Health literacy is not routinely evaluated in adults hospitalized with HF. Low health literacy is linked to poor HF self-care and hospital readmissions.
SILS, NVS and S-TOFHLA were completed by 85 patients with HF. Measures were examined for internal consistency reliability and acceptability. The NVS and S-TOFHLA were correlated with the SILS to establish concurrent validity.
The NVS (α = 0.70) and S-TOFHLA (α = 0.88) were reliable. The SILS significantly correlated with the S-TOFHLA (r = -0.308). The S-TOFHLA (M = 6.16) and NVS (M = 6.10) were acceptable measures.
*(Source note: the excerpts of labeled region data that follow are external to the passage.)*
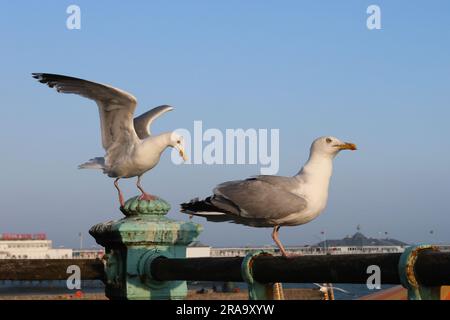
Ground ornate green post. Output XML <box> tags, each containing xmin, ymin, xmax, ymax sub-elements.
<box><xmin>89</xmin><ymin>197</ymin><xmax>202</xmax><ymax>300</ymax></box>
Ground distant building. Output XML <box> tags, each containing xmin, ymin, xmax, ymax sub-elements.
<box><xmin>316</xmin><ymin>232</ymin><xmax>408</xmax><ymax>247</ymax></box>
<box><xmin>0</xmin><ymin>233</ymin><xmax>72</xmax><ymax>259</ymax></box>
<box><xmin>72</xmin><ymin>248</ymin><xmax>105</xmax><ymax>259</ymax></box>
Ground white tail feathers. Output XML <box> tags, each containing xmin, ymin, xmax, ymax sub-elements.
<box><xmin>78</xmin><ymin>157</ymin><xmax>105</xmax><ymax>169</ymax></box>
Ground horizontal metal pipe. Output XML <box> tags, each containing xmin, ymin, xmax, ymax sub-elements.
<box><xmin>150</xmin><ymin>252</ymin><xmax>450</xmax><ymax>286</ymax></box>
<box><xmin>0</xmin><ymin>259</ymin><xmax>105</xmax><ymax>281</ymax></box>
<box><xmin>0</xmin><ymin>251</ymin><xmax>450</xmax><ymax>286</ymax></box>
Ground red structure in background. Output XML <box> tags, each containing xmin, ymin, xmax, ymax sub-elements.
<box><xmin>0</xmin><ymin>233</ymin><xmax>47</xmax><ymax>240</ymax></box>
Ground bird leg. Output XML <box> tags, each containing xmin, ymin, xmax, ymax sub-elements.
<box><xmin>272</xmin><ymin>226</ymin><xmax>301</xmax><ymax>258</ymax></box>
<box><xmin>136</xmin><ymin>176</ymin><xmax>158</xmax><ymax>201</ymax></box>
<box><xmin>272</xmin><ymin>226</ymin><xmax>288</xmax><ymax>258</ymax></box>
<box><xmin>114</xmin><ymin>178</ymin><xmax>125</xmax><ymax>208</ymax></box>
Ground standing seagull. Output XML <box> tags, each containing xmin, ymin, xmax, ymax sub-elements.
<box><xmin>181</xmin><ymin>137</ymin><xmax>356</xmax><ymax>257</ymax></box>
<box><xmin>32</xmin><ymin>73</ymin><xmax>186</xmax><ymax>207</ymax></box>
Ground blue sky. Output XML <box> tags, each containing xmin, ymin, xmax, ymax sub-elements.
<box><xmin>0</xmin><ymin>0</ymin><xmax>450</xmax><ymax>246</ymax></box>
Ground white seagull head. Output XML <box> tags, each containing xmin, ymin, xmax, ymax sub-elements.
<box><xmin>169</xmin><ymin>132</ymin><xmax>188</xmax><ymax>161</ymax></box>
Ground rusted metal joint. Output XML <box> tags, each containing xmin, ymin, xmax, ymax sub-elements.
<box><xmin>241</xmin><ymin>251</ymin><xmax>284</xmax><ymax>300</ymax></box>
<box><xmin>398</xmin><ymin>244</ymin><xmax>441</xmax><ymax>300</ymax></box>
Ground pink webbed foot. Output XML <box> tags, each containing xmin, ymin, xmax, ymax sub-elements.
<box><xmin>139</xmin><ymin>193</ymin><xmax>158</xmax><ymax>201</ymax></box>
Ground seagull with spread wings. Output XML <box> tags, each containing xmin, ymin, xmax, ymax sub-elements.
<box><xmin>32</xmin><ymin>73</ymin><xmax>186</xmax><ymax>206</ymax></box>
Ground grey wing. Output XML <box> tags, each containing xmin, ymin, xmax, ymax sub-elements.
<box><xmin>134</xmin><ymin>105</ymin><xmax>173</xmax><ymax>140</ymax></box>
<box><xmin>252</xmin><ymin>175</ymin><xmax>298</xmax><ymax>191</ymax></box>
<box><xmin>211</xmin><ymin>179</ymin><xmax>307</xmax><ymax>220</ymax></box>
<box><xmin>32</xmin><ymin>73</ymin><xmax>138</xmax><ymax>151</ymax></box>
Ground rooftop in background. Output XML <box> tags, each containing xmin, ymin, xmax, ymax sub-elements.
<box><xmin>0</xmin><ymin>233</ymin><xmax>47</xmax><ymax>241</ymax></box>
<box><xmin>316</xmin><ymin>232</ymin><xmax>408</xmax><ymax>247</ymax></box>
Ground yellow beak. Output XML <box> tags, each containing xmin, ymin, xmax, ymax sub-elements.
<box><xmin>336</xmin><ymin>142</ymin><xmax>357</xmax><ymax>150</ymax></box>
<box><xmin>176</xmin><ymin>147</ymin><xmax>188</xmax><ymax>161</ymax></box>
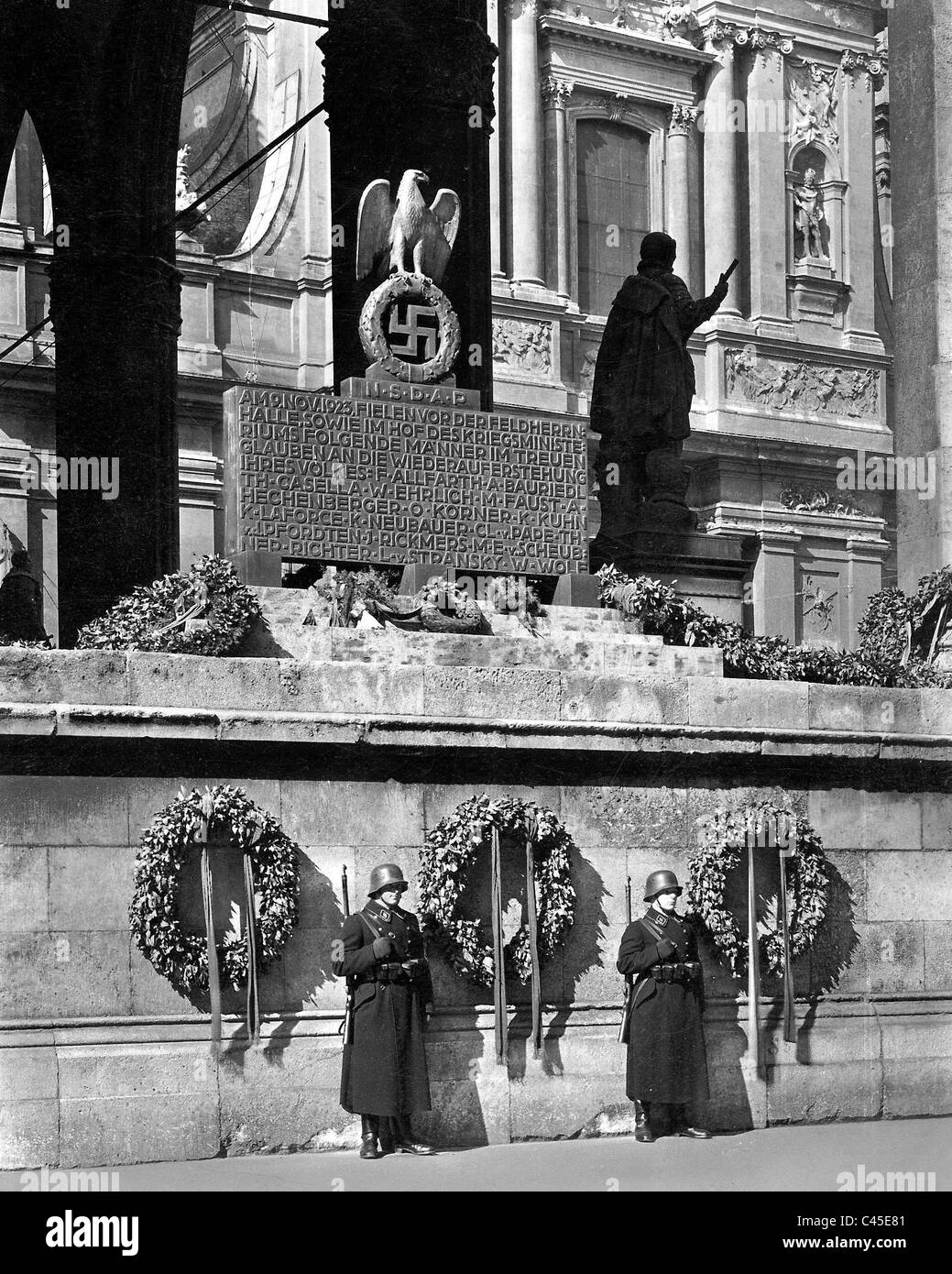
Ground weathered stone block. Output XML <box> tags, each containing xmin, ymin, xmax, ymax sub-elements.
<box><xmin>281</xmin><ymin>927</ymin><xmax>344</xmax><ymax>1013</ymax></box>
<box><xmin>883</xmin><ymin>1058</ymin><xmax>952</xmax><ymax>1115</ymax></box>
<box><xmin>562</xmin><ymin>776</ymin><xmax>687</xmax><ymax>849</ymax></box>
<box><xmin>924</xmin><ymin>920</ymin><xmax>952</xmax><ymax>994</ymax></box>
<box><xmin>58</xmin><ymin>1041</ymin><xmax>218</xmax><ymax>1101</ymax></box>
<box><xmin>0</xmin><ymin>1089</ymin><xmax>60</xmax><ymax>1169</ymax></box>
<box><xmin>128</xmin><ymin>651</ymin><xmax>280</xmax><ymax>711</ymax></box>
<box><xmin>49</xmin><ymin>846</ymin><xmax>135</xmax><ymax>930</ymax></box>
<box><xmin>922</xmin><ymin>793</ymin><xmax>952</xmax><ymax>850</ymax></box>
<box><xmin>561</xmin><ymin>673</ymin><xmax>688</xmax><ymax>725</ymax></box>
<box><xmin>280</xmin><ymin>778</ymin><xmax>423</xmax><ymax>851</ymax></box>
<box><xmin>60</xmin><ymin>1093</ymin><xmax>221</xmax><ymax>1167</ymax></box>
<box><xmin>767</xmin><ymin>1059</ymin><xmax>882</xmax><ymax>1126</ymax></box>
<box><xmin>423</xmin><ymin>667</ymin><xmax>558</xmax><ymax>721</ymax></box>
<box><xmin>0</xmin><ymin>647</ymin><xmax>128</xmax><ymax>703</ymax></box>
<box><xmin>689</xmin><ymin>677</ymin><xmax>809</xmax><ymax>730</ymax></box>
<box><xmin>859</xmin><ymin>686</ymin><xmax>928</xmax><ymax>734</ymax></box>
<box><xmin>919</xmin><ymin>690</ymin><xmax>952</xmax><ymax>735</ymax></box>
<box><xmin>806</xmin><ymin>787</ymin><xmax>865</xmax><ymax>850</ymax></box>
<box><xmin>863</xmin><ymin>791</ymin><xmax>923</xmax><ymax>850</ymax></box>
<box><xmin>809</xmin><ymin>684</ymin><xmax>863</xmax><ymax>731</ymax></box>
<box><xmin>0</xmin><ymin>774</ymin><xmax>128</xmax><ymax>845</ymax></box>
<box><xmin>0</xmin><ymin>1045</ymin><xmax>58</xmax><ymax>1102</ymax></box>
<box><xmin>279</xmin><ymin>663</ymin><xmax>423</xmax><ymax>716</ymax></box>
<box><xmin>298</xmin><ymin>845</ymin><xmax>354</xmax><ymax>930</ymax></box>
<box><xmin>0</xmin><ymin>845</ymin><xmax>49</xmax><ymax>934</ymax></box>
<box><xmin>840</xmin><ymin>921</ymin><xmax>925</xmax><ymax>994</ymax></box>
<box><xmin>867</xmin><ymin>851</ymin><xmax>952</xmax><ymax>921</ymax></box>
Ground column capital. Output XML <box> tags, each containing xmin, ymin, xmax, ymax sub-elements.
<box><xmin>840</xmin><ymin>49</ymin><xmax>890</xmax><ymax>89</ymax></box>
<box><xmin>701</xmin><ymin>17</ymin><xmax>795</xmax><ymax>58</ymax></box>
<box><xmin>539</xmin><ymin>75</ymin><xmax>574</xmax><ymax>111</ymax></box>
<box><xmin>603</xmin><ymin>93</ymin><xmax>630</xmax><ymax>124</ymax></box>
<box><xmin>668</xmin><ymin>102</ymin><xmax>700</xmax><ymax>137</ymax></box>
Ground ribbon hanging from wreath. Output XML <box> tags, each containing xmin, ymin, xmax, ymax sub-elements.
<box><xmin>687</xmin><ymin>801</ymin><xmax>829</xmax><ymax>1066</ymax></box>
<box><xmin>420</xmin><ymin>796</ymin><xmax>574</xmax><ymax>1062</ymax></box>
<box><xmin>128</xmin><ymin>786</ymin><xmax>300</xmax><ymax>1055</ymax></box>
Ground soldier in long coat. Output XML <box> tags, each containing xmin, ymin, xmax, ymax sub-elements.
<box><xmin>333</xmin><ymin>862</ymin><xmax>433</xmax><ymax>1159</ymax></box>
<box><xmin>618</xmin><ymin>872</ymin><xmax>710</xmax><ymax>1141</ymax></box>
<box><xmin>591</xmin><ymin>231</ymin><xmax>728</xmax><ymax>550</ymax></box>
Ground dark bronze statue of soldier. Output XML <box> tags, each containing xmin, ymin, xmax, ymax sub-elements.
<box><xmin>591</xmin><ymin>232</ymin><xmax>733</xmax><ymax>566</ymax></box>
<box><xmin>618</xmin><ymin>872</ymin><xmax>711</xmax><ymax>1141</ymax></box>
<box><xmin>333</xmin><ymin>862</ymin><xmax>433</xmax><ymax>1159</ymax></box>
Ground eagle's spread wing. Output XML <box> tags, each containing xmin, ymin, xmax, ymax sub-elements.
<box><xmin>430</xmin><ymin>186</ymin><xmax>463</xmax><ymax>252</ymax></box>
<box><xmin>356</xmin><ymin>177</ymin><xmax>394</xmax><ymax>280</ymax></box>
<box><xmin>424</xmin><ymin>190</ymin><xmax>460</xmax><ymax>287</ymax></box>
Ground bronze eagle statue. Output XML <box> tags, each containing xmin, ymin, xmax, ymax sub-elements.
<box><xmin>356</xmin><ymin>168</ymin><xmax>462</xmax><ymax>285</ymax></box>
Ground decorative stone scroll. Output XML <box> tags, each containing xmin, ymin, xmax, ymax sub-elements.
<box><xmin>724</xmin><ymin>347</ymin><xmax>880</xmax><ymax>419</ymax></box>
<box><xmin>492</xmin><ymin>319</ymin><xmax>552</xmax><ymax>376</ymax></box>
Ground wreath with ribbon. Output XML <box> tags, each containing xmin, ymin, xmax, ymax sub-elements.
<box><xmin>76</xmin><ymin>555</ymin><xmax>261</xmax><ymax>654</ymax></box>
<box><xmin>420</xmin><ymin>796</ymin><xmax>574</xmax><ymax>986</ymax></box>
<box><xmin>685</xmin><ymin>801</ymin><xmax>829</xmax><ymax>977</ymax></box>
<box><xmin>128</xmin><ymin>786</ymin><xmax>300</xmax><ymax>1031</ymax></box>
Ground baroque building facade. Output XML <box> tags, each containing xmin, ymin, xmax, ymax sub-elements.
<box><xmin>0</xmin><ymin>0</ymin><xmax>894</xmax><ymax>644</ymax></box>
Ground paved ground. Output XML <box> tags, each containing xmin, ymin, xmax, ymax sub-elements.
<box><xmin>0</xmin><ymin>1118</ymin><xmax>952</xmax><ymax>1193</ymax></box>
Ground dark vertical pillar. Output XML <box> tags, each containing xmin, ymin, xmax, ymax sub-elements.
<box><xmin>322</xmin><ymin>0</ymin><xmax>496</xmax><ymax>406</ymax></box>
<box><xmin>0</xmin><ymin>0</ymin><xmax>195</xmax><ymax>644</ymax></box>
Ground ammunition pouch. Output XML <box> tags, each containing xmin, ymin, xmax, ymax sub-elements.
<box><xmin>651</xmin><ymin>961</ymin><xmax>701</xmax><ymax>984</ymax></box>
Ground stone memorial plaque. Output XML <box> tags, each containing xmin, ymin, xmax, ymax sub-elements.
<box><xmin>225</xmin><ymin>386</ymin><xmax>589</xmax><ymax>576</ymax></box>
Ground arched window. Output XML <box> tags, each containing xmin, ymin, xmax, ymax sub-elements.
<box><xmin>576</xmin><ymin>120</ymin><xmax>651</xmax><ymax>314</ymax></box>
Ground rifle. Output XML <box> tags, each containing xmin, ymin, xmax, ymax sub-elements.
<box><xmin>340</xmin><ymin>866</ymin><xmax>355</xmax><ymax>1048</ymax></box>
<box><xmin>618</xmin><ymin>876</ymin><xmax>633</xmax><ymax>1043</ymax></box>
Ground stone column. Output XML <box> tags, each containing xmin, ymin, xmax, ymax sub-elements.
<box><xmin>487</xmin><ymin>0</ymin><xmax>506</xmax><ymax>279</ymax></box>
<box><xmin>666</xmin><ymin>102</ymin><xmax>697</xmax><ymax>288</ymax></box>
<box><xmin>704</xmin><ymin>39</ymin><xmax>740</xmax><ymax>321</ymax></box>
<box><xmin>753</xmin><ymin>530</ymin><xmax>803</xmax><ymax>642</ymax></box>
<box><xmin>840</xmin><ymin>60</ymin><xmax>880</xmax><ymax>350</ymax></box>
<box><xmin>509</xmin><ymin>0</ymin><xmax>545</xmax><ymax>288</ymax></box>
<box><xmin>749</xmin><ymin>49</ymin><xmax>789</xmax><ymax>324</ymax></box>
<box><xmin>890</xmin><ymin>0</ymin><xmax>952</xmax><ymax>591</ymax></box>
<box><xmin>542</xmin><ymin>78</ymin><xmax>573</xmax><ymax>301</ymax></box>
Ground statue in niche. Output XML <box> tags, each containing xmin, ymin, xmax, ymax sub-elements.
<box><xmin>793</xmin><ymin>168</ymin><xmax>826</xmax><ymax>261</ymax></box>
<box><xmin>591</xmin><ymin>232</ymin><xmax>733</xmax><ymax>543</ymax></box>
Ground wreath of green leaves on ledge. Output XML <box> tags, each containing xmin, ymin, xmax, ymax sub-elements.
<box><xmin>420</xmin><ymin>795</ymin><xmax>574</xmax><ymax>986</ymax></box>
<box><xmin>597</xmin><ymin>566</ymin><xmax>952</xmax><ymax>689</ymax></box>
<box><xmin>128</xmin><ymin>786</ymin><xmax>300</xmax><ymax>993</ymax></box>
<box><xmin>684</xmin><ymin>801</ymin><xmax>829</xmax><ymax>977</ymax></box>
<box><xmin>76</xmin><ymin>555</ymin><xmax>261</xmax><ymax>654</ymax></box>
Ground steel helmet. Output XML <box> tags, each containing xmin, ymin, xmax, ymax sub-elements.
<box><xmin>645</xmin><ymin>872</ymin><xmax>684</xmax><ymax>902</ymax></box>
<box><xmin>367</xmin><ymin>862</ymin><xmax>409</xmax><ymax>898</ymax></box>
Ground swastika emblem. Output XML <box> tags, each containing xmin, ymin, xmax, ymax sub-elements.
<box><xmin>388</xmin><ymin>301</ymin><xmax>440</xmax><ymax>363</ymax></box>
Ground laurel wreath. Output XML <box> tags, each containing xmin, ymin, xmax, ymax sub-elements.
<box><xmin>685</xmin><ymin>801</ymin><xmax>829</xmax><ymax>977</ymax></box>
<box><xmin>128</xmin><ymin>786</ymin><xmax>300</xmax><ymax>993</ymax></box>
<box><xmin>418</xmin><ymin>795</ymin><xmax>574</xmax><ymax>986</ymax></box>
<box><xmin>76</xmin><ymin>555</ymin><xmax>261</xmax><ymax>654</ymax></box>
<box><xmin>358</xmin><ymin>274</ymin><xmax>460</xmax><ymax>381</ymax></box>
The S-TOFHLA and NVS were reliable and acceptable measures of health literacy in hospitalized HF population. The SILS correlated with the S-TOFHLA and may predict low health literacy when hospitalized. NVS total scores in this population aligned with the recent NAAL survey. Hospitalized adults with HF agreed to share the health literacy scores with their providers.
测试住院心力衰竭(HF)成人中单项目文化程度筛查器(SILS)、功能性健康文化程度测试(S-TOFHLA)和最新生命体征(NVS)的同时效度和可接受性。
HF 住院成人中未常规评估健康文化程度。低健康文化程度与 HF 自我护理不良和医院再入院相关。
85 例 HF 患者完成 SILS、NVS 和 S-TOFHLA。评估措施的内部一致性可靠性和可接受性。NVS 和 S-TOFHLA 与 SILS 相关,以建立同时效度。
NVS(α=0.70)和 S-TOFHLA(α=0.88)可靠。SILS 与 S-TOFHLA 显著相关(r=-0.308)。S-TOFHLA(M=6.16)和 NVS(M=6.10)是可接受的措施。
S-TOFHLA 和 NVS 是 HF 住院人群健康文化程度可靠和可接受的测量方法。SILS 与 S-TOFHLA 相关,可能预测住院时的低健康文化程度。该人群的 NVS 总分数与最近的 NAAL 调查一致。HF 住院成人同意与提供者分享健康文化程度评分。